Com 96% dos votos contados, o presidente centrista tinha 27,4%, ante 24% da candidata da ultradireita. Em terceiro lugar,  o ultraesquerdista Jean-Luc Mélenchon, com 21,6%;

Pesquisa divulgada neste domingo, da Ipsos, aponta vitória de Macron por 54% a 46% no segundo turno. Em 2017, ele derrotou Le Pen por 66% a 34%. A última vez que um presidente francês conseguiu a reeleição foi há 20 anos, com o conservador Jacques Chirac.

Cerca de 49 milhões de eleitores estavam habilitados a ir às urnas, mas a abstenção, estimada em 26%, é mais alta do que há cinco anos, quando atingiu 22,2% na França, o voto não é obrigatório. A abstenção neste domingo só não é maior que a de 2002, quando a taxa foi de 28,4%.

Foi só às 21h45, no horário local, que Macron subiu ao palco para se dirigir a uma entusiasmada plateia no centro de exposições Porte de Versailles, em Paris.

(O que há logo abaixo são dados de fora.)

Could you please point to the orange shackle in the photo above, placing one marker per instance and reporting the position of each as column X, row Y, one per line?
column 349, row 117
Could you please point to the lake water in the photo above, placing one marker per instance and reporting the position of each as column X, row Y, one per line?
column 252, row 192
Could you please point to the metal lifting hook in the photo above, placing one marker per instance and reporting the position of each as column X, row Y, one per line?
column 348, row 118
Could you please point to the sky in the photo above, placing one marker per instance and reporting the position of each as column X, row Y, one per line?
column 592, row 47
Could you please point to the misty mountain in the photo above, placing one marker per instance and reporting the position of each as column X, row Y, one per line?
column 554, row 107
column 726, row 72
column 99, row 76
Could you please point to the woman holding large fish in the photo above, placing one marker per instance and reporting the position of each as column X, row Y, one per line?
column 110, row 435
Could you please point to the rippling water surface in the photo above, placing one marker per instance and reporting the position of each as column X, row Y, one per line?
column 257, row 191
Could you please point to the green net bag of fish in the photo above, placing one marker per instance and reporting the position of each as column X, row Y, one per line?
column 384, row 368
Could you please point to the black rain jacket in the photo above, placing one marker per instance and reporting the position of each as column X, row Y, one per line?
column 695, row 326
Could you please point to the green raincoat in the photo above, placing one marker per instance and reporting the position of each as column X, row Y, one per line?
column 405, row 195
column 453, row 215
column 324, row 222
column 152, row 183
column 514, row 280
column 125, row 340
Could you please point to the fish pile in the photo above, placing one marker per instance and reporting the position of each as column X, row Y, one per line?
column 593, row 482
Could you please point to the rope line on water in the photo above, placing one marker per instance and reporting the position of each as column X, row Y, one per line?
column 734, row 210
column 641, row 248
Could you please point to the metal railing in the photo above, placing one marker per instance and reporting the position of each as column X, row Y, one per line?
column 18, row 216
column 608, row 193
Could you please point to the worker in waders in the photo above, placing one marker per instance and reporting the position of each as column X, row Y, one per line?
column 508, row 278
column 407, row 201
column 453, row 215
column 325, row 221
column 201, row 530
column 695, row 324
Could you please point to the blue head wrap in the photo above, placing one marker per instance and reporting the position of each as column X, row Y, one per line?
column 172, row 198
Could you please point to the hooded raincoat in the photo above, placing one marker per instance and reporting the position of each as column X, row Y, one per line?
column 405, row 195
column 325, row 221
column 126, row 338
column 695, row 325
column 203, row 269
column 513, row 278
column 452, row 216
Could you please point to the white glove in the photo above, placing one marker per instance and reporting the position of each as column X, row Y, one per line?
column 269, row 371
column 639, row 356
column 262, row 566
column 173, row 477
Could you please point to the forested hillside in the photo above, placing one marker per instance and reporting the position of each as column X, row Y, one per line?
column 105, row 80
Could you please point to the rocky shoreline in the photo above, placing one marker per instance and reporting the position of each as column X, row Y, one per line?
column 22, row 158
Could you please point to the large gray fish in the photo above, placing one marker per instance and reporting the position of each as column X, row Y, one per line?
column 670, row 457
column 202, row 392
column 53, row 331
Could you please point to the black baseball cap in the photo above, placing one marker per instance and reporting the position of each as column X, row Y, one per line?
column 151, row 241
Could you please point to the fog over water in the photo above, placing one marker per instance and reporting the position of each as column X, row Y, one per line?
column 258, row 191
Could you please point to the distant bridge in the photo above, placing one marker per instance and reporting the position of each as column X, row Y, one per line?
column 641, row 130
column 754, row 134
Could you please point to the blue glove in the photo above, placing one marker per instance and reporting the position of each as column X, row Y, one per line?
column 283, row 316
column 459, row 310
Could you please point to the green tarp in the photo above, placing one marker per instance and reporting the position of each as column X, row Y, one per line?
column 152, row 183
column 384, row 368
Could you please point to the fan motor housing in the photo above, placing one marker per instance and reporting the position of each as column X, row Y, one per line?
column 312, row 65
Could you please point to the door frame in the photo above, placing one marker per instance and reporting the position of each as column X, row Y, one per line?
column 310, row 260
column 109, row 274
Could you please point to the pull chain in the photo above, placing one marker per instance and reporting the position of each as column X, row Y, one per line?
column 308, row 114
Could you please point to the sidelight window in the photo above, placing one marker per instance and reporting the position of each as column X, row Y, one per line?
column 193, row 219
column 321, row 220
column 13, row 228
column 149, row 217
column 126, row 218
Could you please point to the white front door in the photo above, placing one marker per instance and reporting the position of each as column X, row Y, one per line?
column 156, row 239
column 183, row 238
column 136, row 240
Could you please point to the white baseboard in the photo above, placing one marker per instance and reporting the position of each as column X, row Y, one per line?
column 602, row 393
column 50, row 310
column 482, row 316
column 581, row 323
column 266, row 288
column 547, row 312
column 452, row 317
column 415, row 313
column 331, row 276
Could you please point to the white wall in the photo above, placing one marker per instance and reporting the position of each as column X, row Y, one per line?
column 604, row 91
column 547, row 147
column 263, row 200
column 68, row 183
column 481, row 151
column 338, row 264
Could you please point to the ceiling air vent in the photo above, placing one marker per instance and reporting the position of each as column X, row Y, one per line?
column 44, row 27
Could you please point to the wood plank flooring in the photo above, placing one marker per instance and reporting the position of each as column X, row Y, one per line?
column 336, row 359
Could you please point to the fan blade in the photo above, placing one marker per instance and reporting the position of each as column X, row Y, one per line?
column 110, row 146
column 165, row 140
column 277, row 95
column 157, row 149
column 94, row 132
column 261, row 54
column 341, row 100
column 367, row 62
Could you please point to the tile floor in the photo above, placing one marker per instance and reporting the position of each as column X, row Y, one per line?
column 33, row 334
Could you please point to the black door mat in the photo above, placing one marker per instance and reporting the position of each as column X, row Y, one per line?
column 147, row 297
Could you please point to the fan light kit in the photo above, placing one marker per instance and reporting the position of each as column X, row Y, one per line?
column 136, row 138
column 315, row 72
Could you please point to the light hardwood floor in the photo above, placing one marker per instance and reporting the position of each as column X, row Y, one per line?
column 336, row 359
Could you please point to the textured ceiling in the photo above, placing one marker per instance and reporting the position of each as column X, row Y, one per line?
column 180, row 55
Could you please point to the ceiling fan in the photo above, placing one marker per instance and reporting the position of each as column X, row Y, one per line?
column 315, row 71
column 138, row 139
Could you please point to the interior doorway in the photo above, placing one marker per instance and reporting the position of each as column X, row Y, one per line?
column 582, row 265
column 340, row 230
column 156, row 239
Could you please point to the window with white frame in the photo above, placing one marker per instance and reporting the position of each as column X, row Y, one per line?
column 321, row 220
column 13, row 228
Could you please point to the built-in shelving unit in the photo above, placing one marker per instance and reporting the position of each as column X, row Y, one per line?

Em uma fala de 15 minutos, disse que, se eleito, vai levar adiante o projeto de uma França independente, numa Europa forte, sem populismo nem xenofobia.

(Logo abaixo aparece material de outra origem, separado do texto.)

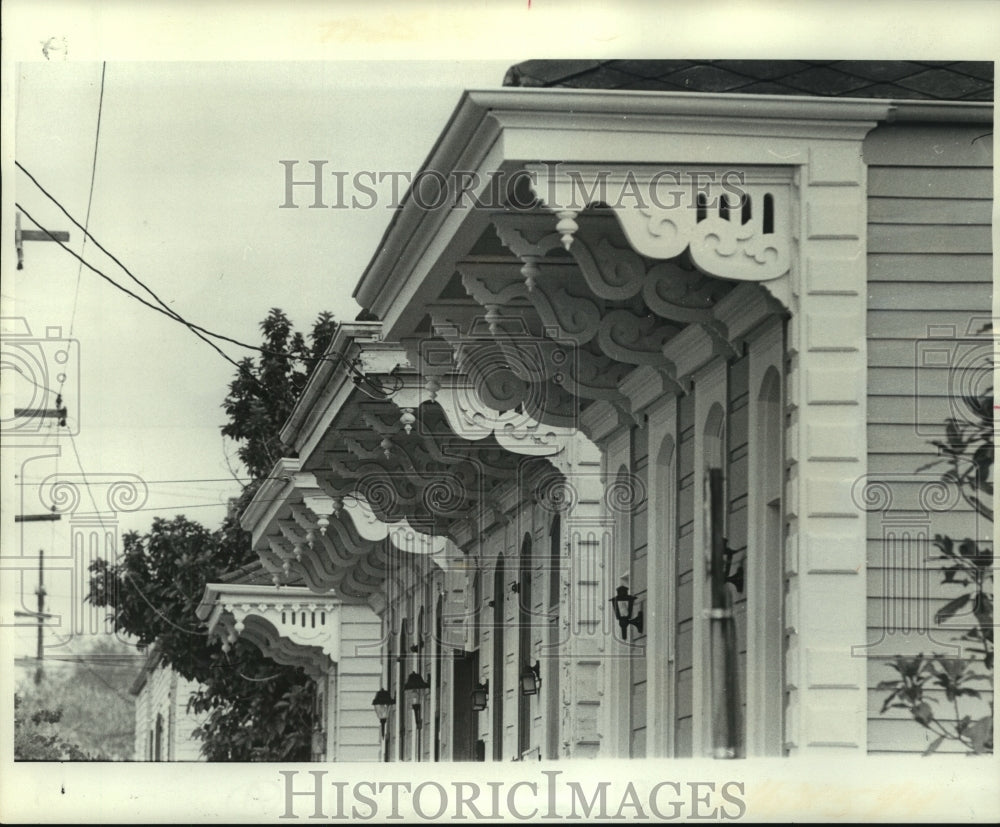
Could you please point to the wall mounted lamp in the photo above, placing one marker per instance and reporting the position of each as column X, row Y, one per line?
column 623, row 603
column 531, row 679
column 383, row 703
column 415, row 681
column 480, row 696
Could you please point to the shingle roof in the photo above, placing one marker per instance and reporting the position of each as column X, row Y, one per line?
column 897, row 79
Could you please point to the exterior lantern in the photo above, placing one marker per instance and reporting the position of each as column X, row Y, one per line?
column 383, row 703
column 480, row 696
column 318, row 745
column 623, row 603
column 415, row 681
column 531, row 679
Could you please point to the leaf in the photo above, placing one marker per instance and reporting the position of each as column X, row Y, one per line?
column 934, row 745
column 951, row 608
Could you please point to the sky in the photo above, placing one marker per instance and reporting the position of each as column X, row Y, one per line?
column 187, row 194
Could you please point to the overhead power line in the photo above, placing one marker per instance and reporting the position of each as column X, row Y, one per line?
column 166, row 312
column 90, row 196
column 373, row 388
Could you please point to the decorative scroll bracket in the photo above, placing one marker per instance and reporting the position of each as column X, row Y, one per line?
column 735, row 223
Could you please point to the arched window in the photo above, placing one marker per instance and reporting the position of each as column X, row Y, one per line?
column 551, row 663
column 158, row 738
column 497, row 677
column 765, row 572
column 524, row 648
column 402, row 709
column 437, row 655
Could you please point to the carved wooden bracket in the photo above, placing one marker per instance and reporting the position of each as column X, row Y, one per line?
column 734, row 223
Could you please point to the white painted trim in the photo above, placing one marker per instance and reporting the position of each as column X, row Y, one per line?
column 661, row 632
column 710, row 389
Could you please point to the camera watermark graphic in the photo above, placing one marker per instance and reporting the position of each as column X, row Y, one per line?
column 952, row 365
column 41, row 381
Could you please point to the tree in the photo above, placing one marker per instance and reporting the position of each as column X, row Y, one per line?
column 88, row 704
column 34, row 736
column 257, row 710
column 262, row 395
column 967, row 453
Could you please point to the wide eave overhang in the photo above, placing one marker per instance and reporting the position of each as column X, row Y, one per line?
column 496, row 129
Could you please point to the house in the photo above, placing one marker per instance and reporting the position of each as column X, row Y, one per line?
column 628, row 464
column 334, row 639
column 163, row 725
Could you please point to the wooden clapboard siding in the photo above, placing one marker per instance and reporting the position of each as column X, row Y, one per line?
column 929, row 292
column 639, row 531
column 166, row 693
column 683, row 588
column 359, row 675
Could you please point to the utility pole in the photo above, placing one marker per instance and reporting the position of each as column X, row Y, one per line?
column 58, row 412
column 40, row 591
column 41, row 613
column 20, row 236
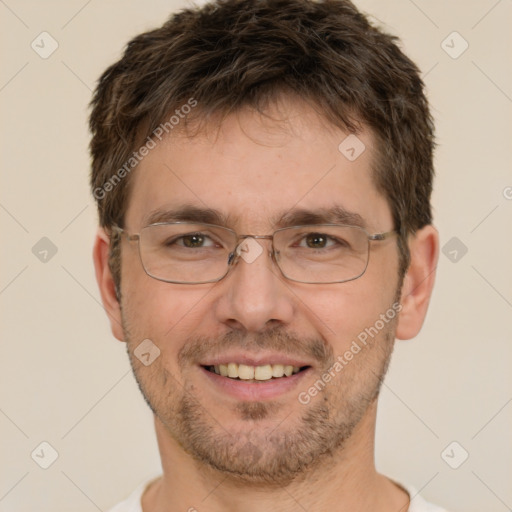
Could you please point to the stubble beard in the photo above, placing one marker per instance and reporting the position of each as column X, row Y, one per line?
column 274, row 455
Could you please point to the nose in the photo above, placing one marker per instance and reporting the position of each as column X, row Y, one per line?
column 254, row 296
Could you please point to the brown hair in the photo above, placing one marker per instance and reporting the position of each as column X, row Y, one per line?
column 234, row 53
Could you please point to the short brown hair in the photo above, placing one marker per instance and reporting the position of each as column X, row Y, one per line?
column 230, row 54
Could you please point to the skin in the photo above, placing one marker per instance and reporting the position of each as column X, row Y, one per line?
column 221, row 453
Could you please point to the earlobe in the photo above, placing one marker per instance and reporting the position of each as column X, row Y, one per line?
column 106, row 282
column 418, row 282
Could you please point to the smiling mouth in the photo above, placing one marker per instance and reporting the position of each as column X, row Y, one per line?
column 255, row 373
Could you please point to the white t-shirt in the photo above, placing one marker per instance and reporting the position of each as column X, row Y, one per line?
column 133, row 502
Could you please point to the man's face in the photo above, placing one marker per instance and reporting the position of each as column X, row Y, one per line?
column 255, row 170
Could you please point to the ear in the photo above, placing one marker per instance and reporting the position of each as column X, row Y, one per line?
column 418, row 282
column 106, row 282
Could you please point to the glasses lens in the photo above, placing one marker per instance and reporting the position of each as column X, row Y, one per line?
column 186, row 253
column 322, row 253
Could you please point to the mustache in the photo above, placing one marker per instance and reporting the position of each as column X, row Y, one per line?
column 199, row 348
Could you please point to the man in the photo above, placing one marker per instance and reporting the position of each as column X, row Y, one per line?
column 263, row 171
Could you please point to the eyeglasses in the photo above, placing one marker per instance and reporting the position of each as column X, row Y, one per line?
column 189, row 253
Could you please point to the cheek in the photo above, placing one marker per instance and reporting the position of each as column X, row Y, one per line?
column 345, row 311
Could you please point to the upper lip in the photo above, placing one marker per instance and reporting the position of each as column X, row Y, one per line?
column 255, row 359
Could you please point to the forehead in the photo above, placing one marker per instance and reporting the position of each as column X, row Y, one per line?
column 253, row 170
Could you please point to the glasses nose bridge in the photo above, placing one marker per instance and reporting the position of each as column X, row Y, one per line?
column 234, row 257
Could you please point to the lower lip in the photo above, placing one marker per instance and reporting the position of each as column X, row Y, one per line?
column 255, row 391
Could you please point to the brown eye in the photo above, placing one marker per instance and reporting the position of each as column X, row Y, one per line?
column 196, row 240
column 316, row 240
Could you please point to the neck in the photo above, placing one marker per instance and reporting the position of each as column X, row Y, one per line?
column 347, row 481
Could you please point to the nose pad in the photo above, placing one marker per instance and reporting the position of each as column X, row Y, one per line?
column 242, row 248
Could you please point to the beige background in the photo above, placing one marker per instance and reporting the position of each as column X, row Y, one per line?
column 66, row 381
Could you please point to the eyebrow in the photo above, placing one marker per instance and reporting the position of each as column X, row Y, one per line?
column 295, row 217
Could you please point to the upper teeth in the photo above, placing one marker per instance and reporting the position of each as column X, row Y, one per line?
column 245, row 372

Agradeceu a todos os candidatos derrotados, menos sua adversária, e afirmou que o único projeto crível sobre o poder de compra, que virou o tema central desta campanha, é o seu. "Sei que alguns votarão em mim para barrar a extrema direita, não para apoiar meu projeto. Eu respeito isso."

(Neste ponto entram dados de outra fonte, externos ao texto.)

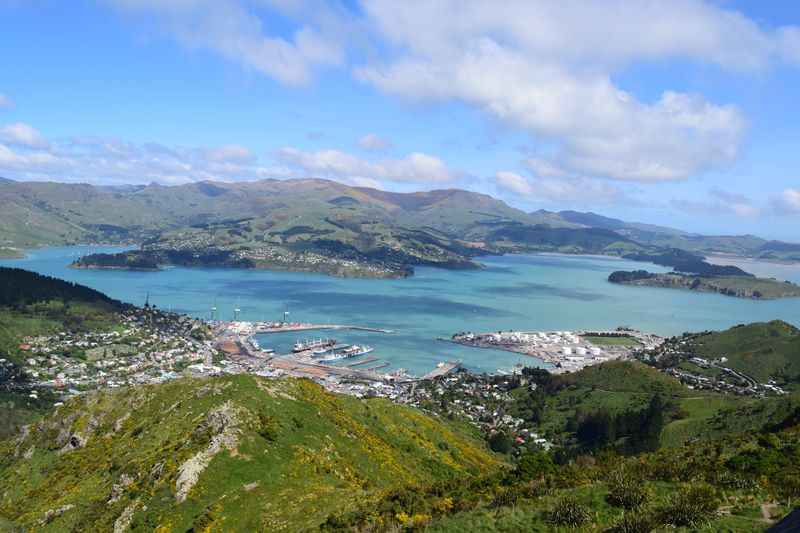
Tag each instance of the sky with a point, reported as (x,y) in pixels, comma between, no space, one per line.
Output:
(683,112)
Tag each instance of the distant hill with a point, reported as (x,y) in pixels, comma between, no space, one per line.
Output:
(238,453)
(764,350)
(21,287)
(324,226)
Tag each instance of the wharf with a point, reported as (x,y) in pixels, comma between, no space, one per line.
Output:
(362,362)
(260,327)
(442,370)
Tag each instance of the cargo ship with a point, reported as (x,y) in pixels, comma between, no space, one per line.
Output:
(316,344)
(346,353)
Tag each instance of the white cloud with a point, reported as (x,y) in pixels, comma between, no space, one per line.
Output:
(548,67)
(334,164)
(513,182)
(23,135)
(103,160)
(720,202)
(234,30)
(563,191)
(374,143)
(788,202)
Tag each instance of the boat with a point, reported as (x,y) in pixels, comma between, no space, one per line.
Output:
(303,346)
(351,351)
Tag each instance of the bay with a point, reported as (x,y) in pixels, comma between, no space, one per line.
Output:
(526,292)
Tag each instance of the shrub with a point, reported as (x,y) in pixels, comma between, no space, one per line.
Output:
(692,506)
(626,491)
(500,442)
(637,521)
(534,465)
(569,512)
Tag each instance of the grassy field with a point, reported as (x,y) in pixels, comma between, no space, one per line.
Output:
(266,455)
(601,340)
(762,350)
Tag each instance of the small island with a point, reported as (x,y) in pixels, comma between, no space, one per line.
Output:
(746,286)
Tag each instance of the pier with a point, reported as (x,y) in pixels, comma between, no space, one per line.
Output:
(362,362)
(262,327)
(442,369)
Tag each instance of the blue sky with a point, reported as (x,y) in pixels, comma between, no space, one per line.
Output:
(681,113)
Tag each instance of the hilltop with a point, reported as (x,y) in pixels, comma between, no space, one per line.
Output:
(57,337)
(764,350)
(321,226)
(238,453)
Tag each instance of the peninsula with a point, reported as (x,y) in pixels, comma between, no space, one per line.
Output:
(738,286)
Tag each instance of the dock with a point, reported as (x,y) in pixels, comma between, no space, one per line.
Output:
(260,327)
(362,362)
(442,369)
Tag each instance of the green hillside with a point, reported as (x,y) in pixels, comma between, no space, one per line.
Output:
(236,454)
(742,483)
(765,350)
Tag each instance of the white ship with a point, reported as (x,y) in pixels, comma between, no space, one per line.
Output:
(315,344)
(351,351)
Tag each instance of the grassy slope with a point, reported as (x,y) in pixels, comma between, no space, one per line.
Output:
(621,385)
(299,454)
(762,350)
(616,386)
(745,476)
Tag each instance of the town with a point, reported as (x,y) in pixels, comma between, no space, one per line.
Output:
(678,357)
(565,351)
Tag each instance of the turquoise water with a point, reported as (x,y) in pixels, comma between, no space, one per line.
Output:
(531,292)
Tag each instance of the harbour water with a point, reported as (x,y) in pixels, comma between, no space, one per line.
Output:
(527,292)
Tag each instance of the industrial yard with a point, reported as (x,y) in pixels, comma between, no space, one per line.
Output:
(565,351)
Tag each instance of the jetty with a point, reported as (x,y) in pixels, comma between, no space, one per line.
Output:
(362,362)
(442,369)
(271,327)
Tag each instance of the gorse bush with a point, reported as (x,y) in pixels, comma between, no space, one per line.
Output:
(691,506)
(636,521)
(627,491)
(569,512)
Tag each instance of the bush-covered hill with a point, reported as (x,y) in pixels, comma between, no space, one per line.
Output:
(238,453)
(764,350)
(21,287)
(741,483)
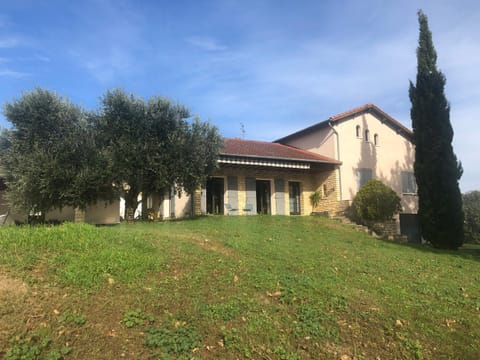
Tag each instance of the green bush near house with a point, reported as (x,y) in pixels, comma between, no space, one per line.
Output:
(375,202)
(471,208)
(315,199)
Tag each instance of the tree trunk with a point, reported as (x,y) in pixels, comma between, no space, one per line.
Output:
(79,215)
(131,204)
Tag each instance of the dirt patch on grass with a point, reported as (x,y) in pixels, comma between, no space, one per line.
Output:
(10,287)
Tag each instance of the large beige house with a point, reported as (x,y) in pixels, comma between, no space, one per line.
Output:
(334,158)
(370,144)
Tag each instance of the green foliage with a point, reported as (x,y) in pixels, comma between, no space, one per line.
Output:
(303,286)
(437,170)
(135,318)
(471,208)
(174,339)
(374,202)
(315,199)
(70,318)
(34,346)
(146,141)
(49,156)
(58,155)
(79,254)
(313,322)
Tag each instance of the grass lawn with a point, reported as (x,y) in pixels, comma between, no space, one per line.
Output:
(259,287)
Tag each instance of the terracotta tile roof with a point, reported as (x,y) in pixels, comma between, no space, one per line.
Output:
(372,108)
(269,150)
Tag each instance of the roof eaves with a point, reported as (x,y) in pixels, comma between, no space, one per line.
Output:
(302,131)
(319,161)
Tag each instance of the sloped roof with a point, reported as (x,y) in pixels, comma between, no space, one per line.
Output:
(269,150)
(370,108)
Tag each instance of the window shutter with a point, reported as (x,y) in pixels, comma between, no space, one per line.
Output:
(280,196)
(232,188)
(251,194)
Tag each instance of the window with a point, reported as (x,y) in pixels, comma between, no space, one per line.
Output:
(294,197)
(363,175)
(409,185)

Já Le Pen disse que o "segundo turno será uma escolha fundamental entre duas visões opostas: divisão e desordem ou a mobilização do povo francês em torno da justiça social", disse.

Segundo analistas, Le Pen se beneficiou de uma campanha centrada em temas relacionados ao custo de vida, impactado nos últimos meses por uma inflação que atingiu 5,1% em março. Além disso, soube suavizar seu discurso extremista.

Esta é a terceira vez que Le Pen disputa a Presidência. Além de 2017, quando foi derrotada por Macron, em 2012 ela ficou em terceiro lugar, com 18%. Já Macron concorre pela segunda vez.